Inspired by CHAOS meat hater

Wednesday, July 25, 2007

An Inconceivable Truth


You don't want to be paranoid. You certainly don't want your spouse, or family to think you are crazy, or any crazier than you already are. But then you are, rifling through the bathroom, reading the backs of the face creams and shampoos, wondering about the long list of ingredients.
And once you start looking, well, it is easy to see your life has been invaded by chemicals. You try to ignore that facts, for instance that your hair gel, or the air freshener in your washroom is a suspect. You may try to ignore the scores of chemicals that we breathe and ingest and absorb, that stay with us, in some cases even after industry-wide regulations phase them out. The fact is, no matter how much you try not to, you begin to feel paranoid.

It dawns on you, and you see more and more that the future of our species depends not just on our buying organic strawberries or carrying a canvas bag to the farmer's market. You now see that the fertility of human person hinges on the changes we must make to our immediate environment.
Fertility, while it is still a private matter, is becoming more and more a concern of public health. And of course the chief suspect in decline in fertility are chemicals that are practically the fabric of our everyday lives. This might have begun with what we dumped into our environment over the past 50 years- the synthetic compounds that now lace our water and landfills. Since World War II, an estimated 80,000 chemicals have been introduced, in plastics, in lawn-care products, in the products that we put on our skin and our hair. And now the evidence that these chemicals are affecting our fertility is building- even certain in a lot of cases.

Who wants to panic?
You are never going to gt rid of every exposure. Especially when we know that in the chemical industry, compounds are considered safe until proven dangerous, and only when determined dangerous are they banned. Kinda like the lead pain we used for oh so many years, and only after some 20 years have we finally learned the truth - lead is extremely toxic to living organisms.

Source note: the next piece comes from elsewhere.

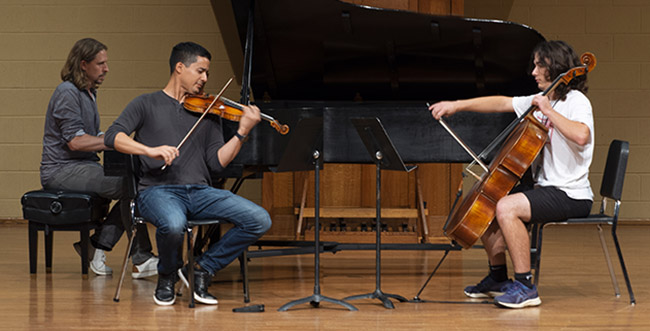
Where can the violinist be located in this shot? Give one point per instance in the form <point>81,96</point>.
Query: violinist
<point>561,186</point>
<point>168,197</point>
<point>69,161</point>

Sure you don't want to be living in panic, just remember every time you pick up that bottled water- or pop - or juice- consider your self forewarned- BPA which is widely used in plastics- migrates from plastic water bottle into the water. BPA masquerades as a healthy hormone while causing havoc in your body. BPA has been shown in animal studies to cause prostate cancer and malformed genitals, and to harm mammary-gland development in females at puberty. Low-level exposures have been linked to breast cancers, and a recent study in Japan traced the chemical to an increased risk of miscarriage.

What can I say? Plastic is no longer fantastic.

Thursday, July 05, 2007

Paper or Plastic?


I know it is hard to imagine, but the US produces some 12 billion tons of waste each year. Of the amount, about 200 million tons consists of everyday, ordinary trash- the kind of garbage each of us throws out with no thought!
Start considering those numbers, however, and you'll never hear those seemingly bland words "paper or plastic?" in the same way again.
Food packaging- 20% of which is made of plastic- is a $105 billion industry in the US, and growing. And just because you put packaging in the recycling bin or take it to a recycling center doesn't guarantee that it will be recycled. Recycled materials must compete with non-recycled ones, and when the cost of using the former exceeds the latter, many items you think you're recycling actually end up in landfills anyways. Especially plastics.
Unfortunately, even paper has an environmental downside. To make paper bags, cardboard boxes and to-go cups, we clear-cut forests, grind the wood into chips, then pulp and bleach them with chlorine-based compounds, which generate carcinogenic by-products of their own.
The realization that even such a common, everyday option as "paper or plastic" really isn't as simple a decision as it first seems may be the beginning of wisdom.
So the proper answer to that paper vs. plastic question really is 'neither". When you head out to the market, take along your own cloth shopping bag, or start a collection of bags that can be reused rather than ones that turn into instant trash.